Seriously – that’s not as dumb a statement as it sounds.  My body can’t take laying on the couch for hours days anymore.  My body can’t eat cafeteria crap and drink beer like it did back in my University days anymore.  My mind still remembers these things as being fun and relaxing, and rewarding.  The mind can stay young, but the body still grows up.  And I have to take care of it differently now than I did a decade ago.

And that’s really why I got into Triathlon in the first place.  Because I sure as shit didn’t get into it to win races!  I got into it as a motivator to get my life in shape – get my body in shape.  To be a healthier me for myself, my wife, and my family and friends.

Last week my wife and I bought gym memberships at the local YMCA.  One of the first things I did on my first trip to the gym was to step on the scale.  I haven’t stepped on a scale in months.  234.5 lbs.  Holy shit.  I haven’t seen a number that low since high school (probably early high school at that)!  It’s easy for me to trumpet about improved running, biking, or swimming times – because I have gotten faster over this past year.  But that’s the number that sticks with me.  That’s the number that I choose to define my race season.  I know weight isn’t the end-all metric of a person’s health, but it’s a metric.  It’s an easy metric.  And it’s improved.

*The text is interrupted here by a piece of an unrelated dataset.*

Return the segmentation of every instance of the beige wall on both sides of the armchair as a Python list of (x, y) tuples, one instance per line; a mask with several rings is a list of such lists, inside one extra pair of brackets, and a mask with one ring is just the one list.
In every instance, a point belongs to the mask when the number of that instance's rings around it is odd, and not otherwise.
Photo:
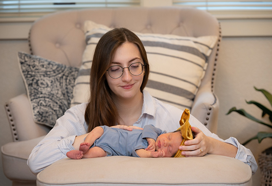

But it won’t continue to improve if I don’t continue to work.  The post race season couch-fest has got to stop.  It’s time to get back to work.  And sometimes it takes a number like this to remind me how far I’ve come, and to keep working.

I’ve added one last race to my 2013 schedule – I’m going to be running the Hamilton Road2Hope 10K with my cousin (and possibly my wife, and a few friends of ours) in a couple of weeks.  On one hand, after the magnitude of some of the races I’ve done this summer, it’s easy to say “oh, it’s just a 10K run”.  On the other hand, it’s so much more to me than that.  It’s symbolic of everything I’ve worked for, and why I do this:

  • It’s the second year we’ve run this race together (that makes it a tradition, doesn’t it?)
  • It’s a run with family and friends, and a chance to share this activity with them
  • It’s a race where cheering each other across the finish line is just as important as the PB time we’re running for

What better reason is there to get off the couch than that!!!